Par conclusions visées par le greffe le 14 mars 2016 et soutenues oralement, M. [Y] [M] demande à la cour de confirmer le jugement entrepris en toutes ses dispositions, de débouter Me [J] ès qualités de toutes ses demandes et de fixer les dépens au passif de la SARL Consortium de Réalisation de la Société Christian Mode.

Bien que régulièrement convoquée par lettre recommandée dont l'accusé de réception a été signé le 4 juin 2015, la société BTSG, prise en la personne de Me [M] [J], en qualité de mandataire liquidateur de la SARL Consortium de Réalisation de la Société Christian Mode, n'a pas comparu et ne s'est pas fait représenter.

Pour un plus ample exposé de la procédure et des prétentions des parties, la cour se réfère à leurs conclusions visées par le greffier, reprises et complétées oralement lors de l'audience des débats.

SUR QUOI LA COUR

Sur la garantie de l'AGS au titre des indemnités allouées au titre de la rupture du contrat de travail

L'AGS soutient que M. [M] n'a pas fait l'objet d'un licenciement, que la liquidation judiciaire n'entraîne pas en soi la rupture du contrat de travail et qu'en matière de résiliation judiciaire du contrat de travail, sa prise d'effet ne peut être fixée qu'à la date de la décision judiciaire la prononçant dès lors qu'à cette date le salarié est toujours au service de son employeur, qu'or en l'espèce M. [M] indique que son dernier jour travaillé était le 24 novembre 2010. L'AGS en conclut que le contrat de travail n'ayant été ni rompu par la société, ni par le mandataire liquidateur, le jugement déféré doit être infirmé en ce qu'il a d'une part fixé la rupture au jour de la liquidation, d'autre part dit que l'AGS devait garantir les indemnités de rupture.

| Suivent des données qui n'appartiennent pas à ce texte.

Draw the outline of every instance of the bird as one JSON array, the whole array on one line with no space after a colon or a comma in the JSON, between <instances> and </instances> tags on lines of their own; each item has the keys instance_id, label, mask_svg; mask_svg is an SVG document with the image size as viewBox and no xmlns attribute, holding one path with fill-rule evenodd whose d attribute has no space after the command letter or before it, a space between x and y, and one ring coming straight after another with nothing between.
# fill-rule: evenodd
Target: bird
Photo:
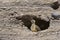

M. [M] soutient que la société Christian Mode avait décidé d'engager une procédure de licenciement pour faute grave à son encontre, qu'en réalité il s'agissait d'une procédure de licenciement collectif concernant l'ensemble des salariés de l'entreprise, qu'il est bien fondé en ses demandes d'indemnité pour licenciement sans cause réelle et sérieuse et d'indemnité pour licenciement comme l'a jugé à bon droit le conseil de prud'hommes.

*

Il n'est pas contesté que M. [Y] [M] n'a été licencié ni par la SARL Consortium de Réalisation de la Société Christian Mode, ni par le mandataire liquidateur, Me [M] [J], dans le délai de quinze jours du jugement de liquidation intervenu le 9 mai 2012.

Dès lors que ni la cessation d'activité d'une société ni l'ouverture ou le prononcé de la liquidation judiciaire de l'employeur n'entraîne, en soi, la rupture du contrat de travail au sens de l'article L. 3253-8 du code du travail, la garantie de l'AGS CGEA IDF OUEST n'est pas due pour les indemnités de rupture allouées au salarié.

Le jugement déféré sera infirmé à ce titre.

L'AGS CGEA IDF OUEST sollicite le remboursement des sommes nettes qu'elle a versées dans le cadre de sa garantie indue. Toutefois l'infirmation du jugement entrepris constitue le titre ouvrant droit à restitution des sommes versées dans le cadre de son exécution.

Sur les rappels de salaires et le préjudice moral

L'AGS demande l'infirmation du jugement ayant alloué au salarié un rappel de salaire en faisant valoir que dans la nuit du 23 au 24 novembre 2010, un incendie a détruit les locaux de la société, qu'à la suite de cet incendie la société a été contrainte de fermer ses locaux, qu'en l'absence de reprise du travail, M. [M] ne peut solliciter un rappel de salaire jusqu'au mois de mai 2012, qu'au surplus il ne justifie pas s'être tenu à la disposition de son employeur postérieurement au 1er décembre 2010, date à laquelle la société a cessé de lui fournir du travail. L'AGS sollicite par ailleurs confirmation du jugement ayant alloué un euro de dommages et intérêts au salarié en réparation de son préjudice moral et soutient que sa garantie ne peut porter sur cette somme laquelle n'est pas due en exécution du contrat de travail.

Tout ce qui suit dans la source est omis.